Last month, Philadelphia officials used eminent domain to seize 35 properties for a private development project in Kensington, a neighborhood the city first declared blighted in 1968. The project, affordable housing and retail space, depends on public subsidies: tax credits and a $1.8 million grant.

From the City Paper:

Meletios Anthanasiadis ... is livid that some seven properties in his name are all being taken from him. The properties in question are garages that he says are currently rented to tenants, who use the garages and adjacent parking lots for businesses including an auto body shop and a small antique car restoration business. "They're displacing a small business," he says. "They're costing people their jobs."

"They're stealing [the properties]. They're taking my property, my tax dollars, and giving it to someone else."

Anthanasiadis had purchased the properties over the past 12 years or so with the plan to rent them out until he could develop on them himself. He says it was his only retirement plan, after running pizza shops ever since he dropped out of school before 10th grade. He feels that he invested in the neighborhood when few others wanted to—and now someone else will reap the profits.

…Tamara and Henry Asta, who live at 1515 N. Cadwallader St., will be losing their side yard, which they bought years ago for $10,000 and have tended into a vegetable garden, with a cherry tree. They've been saving up to build a garage on part of the lot, and even though they say the city has offered them $17,000 for the land, they don't want to sell it. "I'm using the land. I don't want to sell it. We want to build a garage," Tamara says.

As in Point Breeze, another neighborhood where the city is using eminent domain, the city already owned a sizeable chunk of the project footprint—and let it sit vacant and dilapidated for years.

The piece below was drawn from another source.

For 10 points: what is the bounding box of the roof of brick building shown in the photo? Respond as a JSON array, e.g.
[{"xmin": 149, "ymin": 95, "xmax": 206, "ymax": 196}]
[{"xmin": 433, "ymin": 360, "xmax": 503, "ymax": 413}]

In 2006, Pennsylvania reformed its eminent domain laws to strengthen protections for property owners. The new rules ban taking property “in order to use it for private enterprise” but don’t take effect in Philadelphia until later this year.

Video via Mike Salvi.

H/T: @nick­_sibilla

Update: In fact, Philadelphia's exemption from eminent domain reform expired on December 31, 2012. The city acquired title to the properties on December 18th.